Eur. Phys. J. B (2017) 90: 176
https://doi.org/10.1140/epjb/e2017-80348-4

Regular Article

Continuous-time random walks with reset events^*

Historical background and new perspectives

¹ Departament de Física de la Matèria Condensada, Universitat de Barcelona (UB), Martí i Franquès 1, 08028 Barcelona, Spain
² Universitat de Barcelona Institute of Complex Systems (UBICS), Universitat de Barcelona, Barcelona, Spain
³ Departamento de Matemáticas & Instituto Universitario de Física Fundamental y Matemáticas, Universidad de Salamanca, Plaza Merced s/n, 37008 Salamanca, Spain

^a e-mail: miquel.montero@ub.edu

Received: 15 June 2017
Received in final form: 4 July 2017
Published online: 25 September 2017

Abstract

In this paper, we consider a stochastic process that may experience random reset events which relocate the system to its starting position.
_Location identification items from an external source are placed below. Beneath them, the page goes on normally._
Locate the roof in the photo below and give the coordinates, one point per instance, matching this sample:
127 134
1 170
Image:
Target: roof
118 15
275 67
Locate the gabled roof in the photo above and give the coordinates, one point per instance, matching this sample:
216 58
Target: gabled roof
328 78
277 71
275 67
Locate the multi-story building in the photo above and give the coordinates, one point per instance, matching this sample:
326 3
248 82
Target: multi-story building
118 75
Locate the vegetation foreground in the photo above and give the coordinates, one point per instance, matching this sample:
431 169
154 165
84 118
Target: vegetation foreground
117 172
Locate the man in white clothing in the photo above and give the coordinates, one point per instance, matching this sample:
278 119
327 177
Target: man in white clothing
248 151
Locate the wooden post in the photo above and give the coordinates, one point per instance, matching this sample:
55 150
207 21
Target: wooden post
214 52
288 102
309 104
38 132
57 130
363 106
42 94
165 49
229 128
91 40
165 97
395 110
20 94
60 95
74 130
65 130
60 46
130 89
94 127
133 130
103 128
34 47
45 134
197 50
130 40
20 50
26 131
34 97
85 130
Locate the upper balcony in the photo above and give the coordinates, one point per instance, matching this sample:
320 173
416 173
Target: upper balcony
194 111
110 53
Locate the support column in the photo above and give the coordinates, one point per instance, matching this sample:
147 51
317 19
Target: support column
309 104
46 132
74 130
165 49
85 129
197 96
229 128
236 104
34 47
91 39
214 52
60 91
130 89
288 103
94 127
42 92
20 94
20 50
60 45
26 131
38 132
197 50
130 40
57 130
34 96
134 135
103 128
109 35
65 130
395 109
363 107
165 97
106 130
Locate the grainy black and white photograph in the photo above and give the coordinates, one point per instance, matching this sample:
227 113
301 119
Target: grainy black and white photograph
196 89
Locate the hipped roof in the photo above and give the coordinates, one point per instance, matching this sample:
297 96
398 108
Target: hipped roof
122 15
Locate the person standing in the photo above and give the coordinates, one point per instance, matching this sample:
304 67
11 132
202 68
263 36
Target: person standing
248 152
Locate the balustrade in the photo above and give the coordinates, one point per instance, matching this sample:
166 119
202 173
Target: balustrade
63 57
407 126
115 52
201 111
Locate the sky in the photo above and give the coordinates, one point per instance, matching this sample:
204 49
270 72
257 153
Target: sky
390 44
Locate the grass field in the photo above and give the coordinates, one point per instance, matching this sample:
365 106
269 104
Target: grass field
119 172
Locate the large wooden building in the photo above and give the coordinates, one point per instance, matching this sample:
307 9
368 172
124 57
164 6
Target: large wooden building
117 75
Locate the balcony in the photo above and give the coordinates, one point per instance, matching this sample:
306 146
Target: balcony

We focus our attention on a one-dimensional, monotonic continuous-time random walk with a constant drift: the process moves in a fixed direction between the reset events, either by the effect of the random jumps, or by the action of a deterministic bias. However, the orientation of its motion is randomly determined after each restart. As a result of these alternating dynamics, interesting properties do emerge. General formulas for the propagator as well as for two extreme statistics, the survival probability and the mean first-passage time, are also derived. The rigor of these analytical results is verified by numerical estimations, for particular but illuminating examples.